Around 95% of all Latino residents and 85% of non-Latino residents had heard statements about immigrants during Trump's presidential campaign. Across all groups, says the research team, about 88% of participants believed that threatened measures to deport immigrants or deny them services were already being enacted or would be enacted in the future.
“The vast majority of participants reported hearing statements about immigrants from the current US president and most believed that measures that had been threatened were being enacted or would be in the future. Three-quarters of undocumented immigrants and half of Latino citizens reported that these statements made them feel unsafe living in the US,” says the study published in PLOS ONE.
When asked whether the president’s statements on immigrants made them feel worried or unsafe in the US, the investigators found that 75% of undocumented Latino immigrants and 51% of legal Latino residents responded "yes."
Further, when asked whether the statements made them feel afraid to seek emergency care, around 24% of undocumented Latino immigrants responded "yes," compared to about 4 percent each of legal Latino and non-Latino residents. The researchers say that fears which were similar in both recent and non-recent immigrants indicated that attitudes did not appear to wane over time living in the US.

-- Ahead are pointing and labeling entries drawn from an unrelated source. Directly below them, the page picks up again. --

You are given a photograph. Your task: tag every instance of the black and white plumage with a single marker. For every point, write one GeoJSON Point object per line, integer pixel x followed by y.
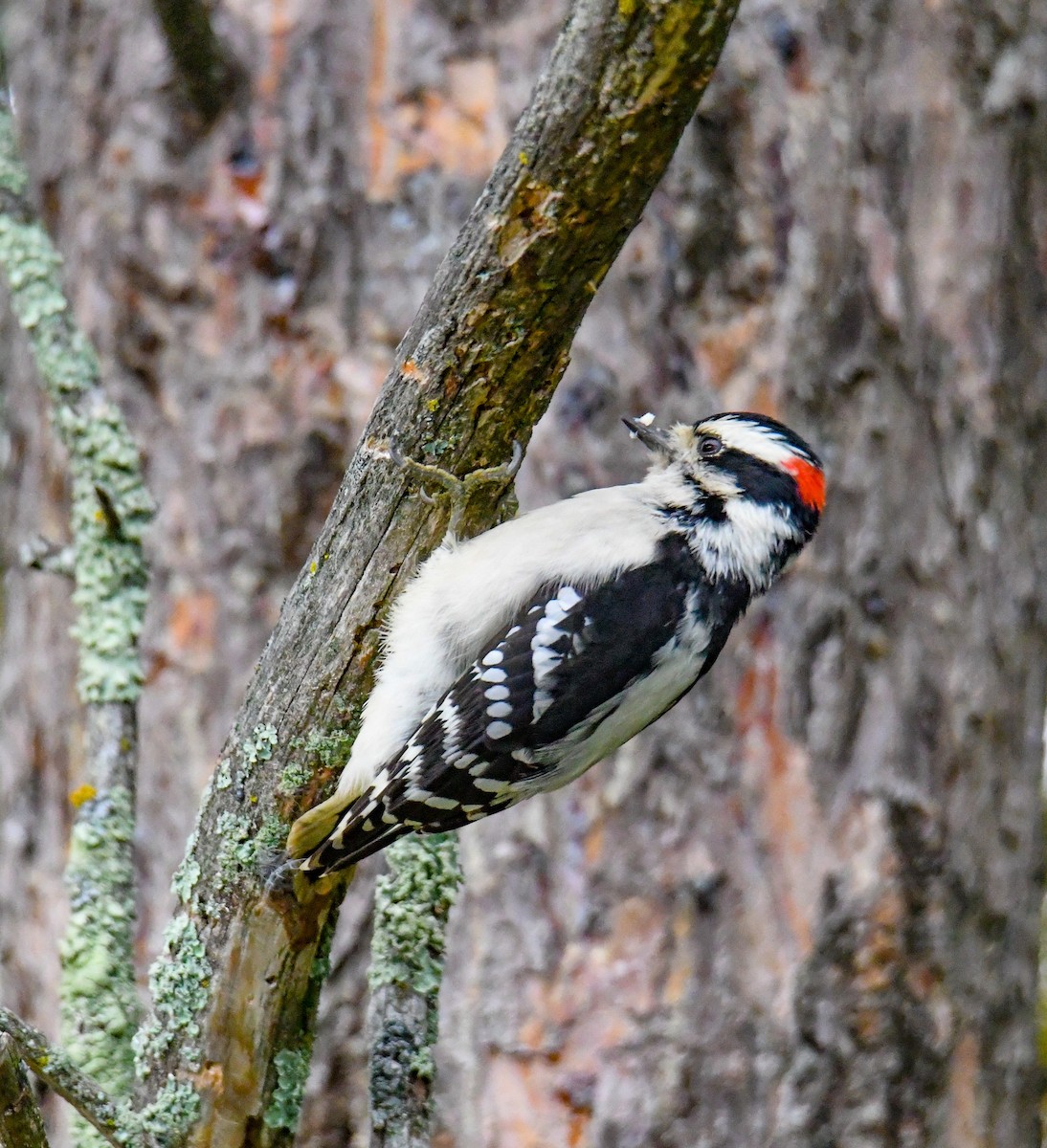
{"type": "Point", "coordinates": [518, 659]}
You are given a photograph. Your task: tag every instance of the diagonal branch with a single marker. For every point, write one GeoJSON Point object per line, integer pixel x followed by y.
{"type": "Point", "coordinates": [56, 1069]}
{"type": "Point", "coordinates": [235, 992]}
{"type": "Point", "coordinates": [21, 1123]}
{"type": "Point", "coordinates": [110, 510]}
{"type": "Point", "coordinates": [208, 72]}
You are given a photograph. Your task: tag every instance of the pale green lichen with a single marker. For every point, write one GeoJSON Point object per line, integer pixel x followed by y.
{"type": "Point", "coordinates": [110, 505]}
{"type": "Point", "coordinates": [292, 1066]}
{"type": "Point", "coordinates": [223, 775]}
{"type": "Point", "coordinates": [412, 908]}
{"type": "Point", "coordinates": [332, 747]}
{"type": "Point", "coordinates": [178, 982]}
{"type": "Point", "coordinates": [257, 747]}
{"type": "Point", "coordinates": [168, 1118]}
{"type": "Point", "coordinates": [236, 850]}
{"type": "Point", "coordinates": [100, 1007]}
{"type": "Point", "coordinates": [186, 876]}
{"type": "Point", "coordinates": [294, 778]}
{"type": "Point", "coordinates": [270, 837]}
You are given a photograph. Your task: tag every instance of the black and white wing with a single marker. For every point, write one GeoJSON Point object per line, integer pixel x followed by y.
{"type": "Point", "coordinates": [574, 675]}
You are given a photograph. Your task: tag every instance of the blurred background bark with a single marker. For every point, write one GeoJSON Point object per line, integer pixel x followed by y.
{"type": "Point", "coordinates": [803, 910]}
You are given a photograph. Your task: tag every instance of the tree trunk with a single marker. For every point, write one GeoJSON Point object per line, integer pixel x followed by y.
{"type": "Point", "coordinates": [800, 911]}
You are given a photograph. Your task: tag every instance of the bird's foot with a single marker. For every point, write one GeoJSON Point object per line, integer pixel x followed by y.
{"type": "Point", "coordinates": [459, 491]}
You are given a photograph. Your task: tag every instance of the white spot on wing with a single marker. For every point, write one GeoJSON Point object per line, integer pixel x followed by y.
{"type": "Point", "coordinates": [441, 803]}
{"type": "Point", "coordinates": [568, 597]}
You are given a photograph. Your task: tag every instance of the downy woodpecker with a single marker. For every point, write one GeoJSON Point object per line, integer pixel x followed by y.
{"type": "Point", "coordinates": [518, 659]}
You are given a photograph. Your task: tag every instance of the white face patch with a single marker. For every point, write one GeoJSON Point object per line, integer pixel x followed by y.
{"type": "Point", "coordinates": [761, 442]}
{"type": "Point", "coordinates": [746, 544]}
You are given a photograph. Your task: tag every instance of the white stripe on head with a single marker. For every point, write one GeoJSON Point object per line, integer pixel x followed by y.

“Given that California is a sanctuary state, we suspect that the impact of the president's statements on Latino populations may be even greater in other parts of the country. Additionally, we were only able to interview immigrants who actually came to the emergency department, not those who were too afraid to present for care. Therefore, our study represents a lower estimate of the safety concerns and fears in this population,” says Rodriguez.
The analysis shows that 55% of the undocumented respondents said that their fear had made them delay their trip to the emergency department by two to three days, on average. Similar percentages of undocumented Latino immigrants and Latino legal residents said that they had friends or family members who had not come to the emergency department because of fear of discovery, even as over 15% of non-Latino resident/citizen reported having friends/family who had not come to the emergency department.
“Outside of efforts in the political arena, what can be done to reduce undocumented immigrants’ fear of accessing emergency care? The most obvious measure is to spread the message that US law guarantees everyone the right to emergency care. Many EDs promote “Know Your Rights” education initiatives with multiple language signs in waiting rooms and verbal reassurance at triage. But these messages may not reach those in greatest need of this information — immigrants who completely avoid coming to the hospital,” says the study.